Published: April 20, 2025 at 4:59 am

Astronomers have found a planet orbiting a pair of stars at a 90° angle.

Known as a 'polar planet' because it orbits above and below the poles of its host star, this is the first time astronomers have found evidence of such a planet orbiting two stars at once.
The discovery was made using the European Southern Observatory’s Very Large Telescope (VLT).

Polar planets around binary stars
Binary stars – two stars that orbit one another – are common across the Galaxy, and some even have planets orbiting them.

Astronomers often refer to a planet orbiting a binary star pair as a 'Tatooine-like' world, in reference to the fictional planet in Star Wars in which two moons can be seen in the sky.



Artist’s impression of exoplanet 2M1510 (AB) b, a polar planet that orbits a pair of brown dwarfs perpendicular to their orbital plane. Credit: ESO/L. Calçada


However, planets orbiting distant binary stars usually orbit in the same plane as the stars' orbits.
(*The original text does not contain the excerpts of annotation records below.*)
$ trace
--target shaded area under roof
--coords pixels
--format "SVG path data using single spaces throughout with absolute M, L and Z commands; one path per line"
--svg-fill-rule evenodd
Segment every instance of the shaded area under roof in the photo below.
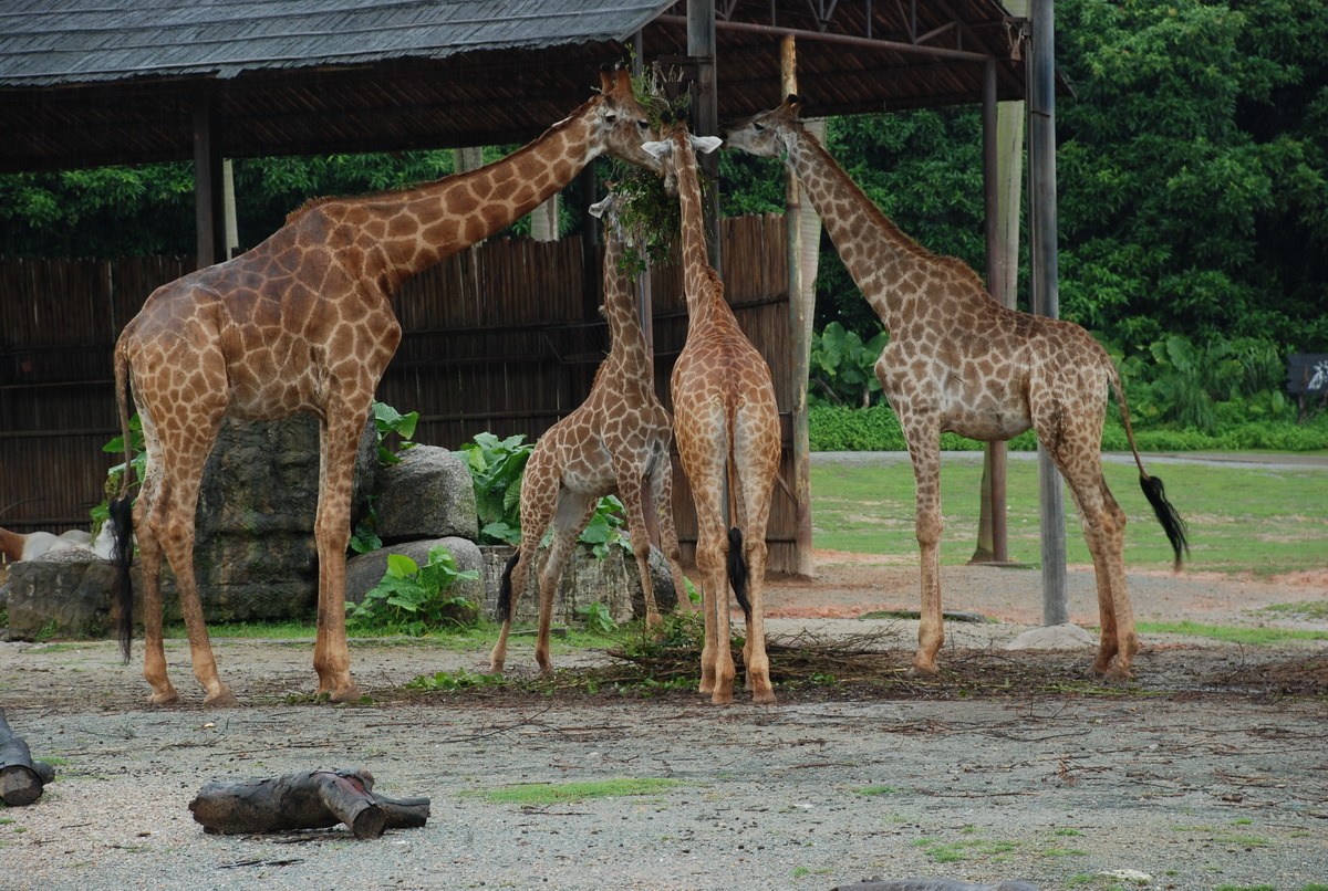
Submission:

While there had been previous hints that polar planets – planets orbiting perpendicular to their star's orbital plane – exist around binary stars, this is the first strong evidence of such an alignment.

More:
https://www.skyatnightmagazine.com/news/polar-planet-2m1510-ab-b-binary-brown-dwarfs
The study was led by Thomas Baycroft, a PhD student at the University of Birmingham, UK, and published in Science Advances.